Brinker said the transaction values the Performance Technologies business at $1 billion, or 6.8 times trailing 12-month EBITDA. He characterized the combination as a way to provide “renewed focus on investment and growth” for PT, while also creating cross-selling opportunities for Gentherm. Modine expects to spend the next several quarters preparing the business for the spinoff and pursuing regulatory approvals, with an anticipated close in the fourth quarter of this calendar year.

Following the deal, Modine’s remaining operations will consist of its Climate Solutions segment plus corporate support functions. Brinker said the company has prioritized growth investments there, including six acquisitions over the past three years and significant capital expenditures tied to expanding data center capacity.

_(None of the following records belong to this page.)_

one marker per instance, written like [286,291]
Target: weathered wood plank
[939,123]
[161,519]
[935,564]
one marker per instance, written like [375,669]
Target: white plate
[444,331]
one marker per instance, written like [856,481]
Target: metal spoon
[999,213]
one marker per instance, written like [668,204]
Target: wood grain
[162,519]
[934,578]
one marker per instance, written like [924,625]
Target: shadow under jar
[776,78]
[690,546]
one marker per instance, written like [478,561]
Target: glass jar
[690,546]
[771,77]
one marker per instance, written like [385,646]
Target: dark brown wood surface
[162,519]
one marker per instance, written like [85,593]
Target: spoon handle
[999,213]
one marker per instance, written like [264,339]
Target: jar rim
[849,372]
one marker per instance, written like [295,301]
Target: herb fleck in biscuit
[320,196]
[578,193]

Climate Solutions growth led by data centers

Management pointed to another quarter of strong growth in Climate Solutions. Brinker reported segment revenue increased 51% year over year, including acquisitions, with organic revenue growth of 36%. Data center sales rose 78% in the quarter, which Brinker highlighted as the primary driver.

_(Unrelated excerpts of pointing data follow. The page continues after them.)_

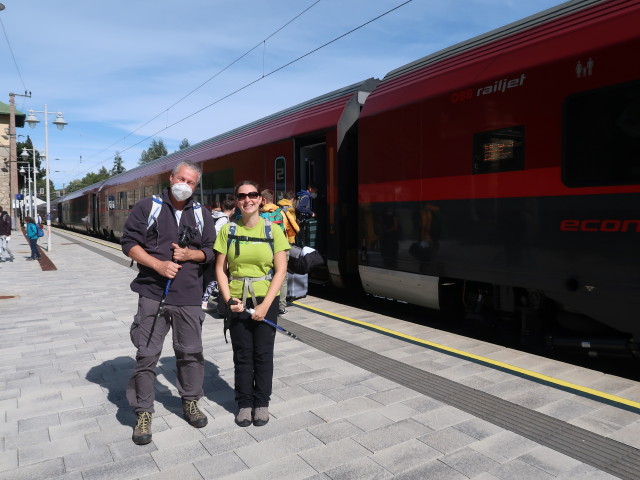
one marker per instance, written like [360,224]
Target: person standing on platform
[153,242]
[305,215]
[5,236]
[275,215]
[220,217]
[253,250]
[32,235]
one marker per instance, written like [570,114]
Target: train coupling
[596,347]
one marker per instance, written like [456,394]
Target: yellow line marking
[90,239]
[461,353]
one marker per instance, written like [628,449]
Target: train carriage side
[311,142]
[502,175]
[314,142]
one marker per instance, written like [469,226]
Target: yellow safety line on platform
[85,237]
[461,353]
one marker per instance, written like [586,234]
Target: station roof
[5,109]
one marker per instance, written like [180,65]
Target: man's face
[185,175]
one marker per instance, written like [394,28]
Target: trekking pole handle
[251,311]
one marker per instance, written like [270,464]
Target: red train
[499,176]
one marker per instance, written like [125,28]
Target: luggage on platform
[297,286]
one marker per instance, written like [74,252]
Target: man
[160,258]
[5,236]
[275,214]
[305,214]
[303,209]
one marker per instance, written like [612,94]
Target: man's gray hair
[191,165]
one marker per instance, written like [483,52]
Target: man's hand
[168,269]
[181,254]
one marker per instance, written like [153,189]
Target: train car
[502,175]
[313,142]
[497,179]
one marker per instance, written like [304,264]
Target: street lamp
[25,157]
[59,122]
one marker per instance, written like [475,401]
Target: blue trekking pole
[251,311]
[185,237]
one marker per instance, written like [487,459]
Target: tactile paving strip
[603,453]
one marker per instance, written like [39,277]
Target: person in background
[5,236]
[303,209]
[275,215]
[220,216]
[32,235]
[291,227]
[160,258]
[256,262]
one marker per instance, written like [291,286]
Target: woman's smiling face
[245,203]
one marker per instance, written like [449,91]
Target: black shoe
[142,431]
[193,415]
[261,416]
[243,419]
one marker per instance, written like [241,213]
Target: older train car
[312,142]
[502,174]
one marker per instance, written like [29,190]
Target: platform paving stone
[405,456]
[326,457]
[433,469]
[65,358]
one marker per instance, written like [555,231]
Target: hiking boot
[261,416]
[142,432]
[192,414]
[243,419]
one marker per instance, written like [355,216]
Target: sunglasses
[251,195]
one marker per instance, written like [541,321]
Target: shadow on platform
[113,375]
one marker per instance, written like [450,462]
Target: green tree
[88,179]
[118,167]
[156,150]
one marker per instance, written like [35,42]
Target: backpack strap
[231,236]
[156,206]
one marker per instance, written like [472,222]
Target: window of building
[499,150]
[602,137]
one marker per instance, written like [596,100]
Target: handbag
[303,260]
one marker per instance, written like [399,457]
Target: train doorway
[312,169]
[95,216]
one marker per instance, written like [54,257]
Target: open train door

Modine provided updates on its capacity expansion program. Brinker said the company commissioned four new chiller lines during the quarter, including the first two lines in Jefferson City, Missouri. He said four additional lines are scheduled to come online in the fourth quarter, including the final two lines in Grenada, Mississippi, and the first two lines in Dallas. Modine also began initial production in Franklin, Wisconsin, adding capacity for products currently produced in Calgary, including air handling units and modular data centers.

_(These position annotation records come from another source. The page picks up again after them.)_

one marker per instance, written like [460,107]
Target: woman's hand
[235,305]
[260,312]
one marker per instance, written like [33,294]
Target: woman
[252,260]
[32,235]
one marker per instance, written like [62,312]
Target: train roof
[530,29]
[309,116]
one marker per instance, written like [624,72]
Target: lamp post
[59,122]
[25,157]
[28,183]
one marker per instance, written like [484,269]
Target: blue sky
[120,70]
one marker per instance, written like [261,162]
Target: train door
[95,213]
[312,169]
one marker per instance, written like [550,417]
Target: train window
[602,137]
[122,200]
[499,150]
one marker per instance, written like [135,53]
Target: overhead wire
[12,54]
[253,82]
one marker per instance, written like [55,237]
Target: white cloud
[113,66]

Brinker said the company is not concerned about building too much capacity, stating that current projections “fully support” the capacity being added based on known demand from existing customers. He also said Modine posted record order intake in the quarter, which he said reinforced confidence in the strategy and projections. Brinker added that manufacturing lines offer flexibility, noting chiller lines can be converted to produce modular data centers or large air handling units.

Management also addressed questions about next-generation chips operating at higher temperatures and implications for cooling. Brinker said higher ambient water temperatures in liquid cooling loops could reduce energy required for mechanical cooling by leveraging “free cooling” options. He pointed to a newly launched 3-megawatt TurboChill chiller platform designed to provide advanced free cooling heat rejection for high-density, next-generation GPU power data centers.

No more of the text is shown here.